Inversement, Bordeaux est plutôt mieux positionné sur les critères de qualité de l’eau (8,8 milligrammes de nitrates par litre d’eau, contre 11 mg), de part du bio dans la restauration collective (28% contre 17,5%) ou de collecte annuelle de textiles par le Relais (2,78 kilos par habitant contre 0,9).
Au rayon mobilité, le rapport signale qu’entre 1998 et 2009, « la voiture est en recul de 12 points au profit du vélo (multiplié par 3), des transports en commun et de la marche ».
Des chiffres vélo regonflés
Mais les écologistes ont relevé une erreur significative : le document affirme que la part modale du vélo (nombre de déplacements par rapport à d’autres moyens de transport) est désormais de 11% à Bordeaux, alors qu’elle n’était que de 6,5% en 2012.
Or selon Delphine Jamet, conseillère municipale EELV, ce bond spectaculaire est dû à « une erreur d’interprétation des statistiques de l’Insee et de la Dreal (Direction régionale de l’environnement, de l’aménagement et du logement), d’après lesquelles il s’agit de 11% de la population active et des étudiants, ne portant au mieux que sur 129000 personnes ». Et non de la population totale, pour laquelle la part modale réelle se situerait autour de 8%, encore assez loin donc de l’objectif que s’est donné Bordeaux en adhérant à la Charte de Bruxelles.
En matière de deux-roues, la ville et la Cub font toutefois des efforts pour rattraper leur retard sur Strasbourg, comme en atteste le kilométrage d’aménagements cyclables dans l’agglomération (750 km contre 512 pour la moyenne du panel), dont 50 km en double sens cyclable. Une politique saluée cette année par le Guidon d’or de la Fédération des usagers de la bicyclette, qui récompensait le développement des « cédez le passage cycliste au feu ».

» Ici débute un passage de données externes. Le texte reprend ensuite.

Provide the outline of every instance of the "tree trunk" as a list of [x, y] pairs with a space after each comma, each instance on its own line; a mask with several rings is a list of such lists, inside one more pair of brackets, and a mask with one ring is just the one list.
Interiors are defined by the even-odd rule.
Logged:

« Il est clair que dans le périmètre de la ville nous ne sommes pas toujours exemplaires mais les résultats sont très bons, a plaidé Alain Juppé. Il nous reste beaucoup à faire sur les deux principales sources d’émissions de gaz à effet de serre que sont l’habitat et les déplacements. Ce sont deux dossiers sur lesquels l’Etat et la Cub sont en première ligne, via notamment les aides à la pierre. Les intentions sont bonnes, mais nous sommes très loin des objectifs car il est difficile de rénover les bâtiments existants. Et le schéma de déplacement de l’agglomération est en panne du fait de la décision du tribunal administratif » sur la ligne D du tram et le tram-train du Médoc.
Une décision qui ne semble pas pour l’heure pousser la CUB à remettre à plat ses projets de mobilité, malgré les remarques récentes d’un rapport de la Chambre régionale des comptes, alertant notamment sur les coûts du tram par rapport aux bus à haut niveau de service.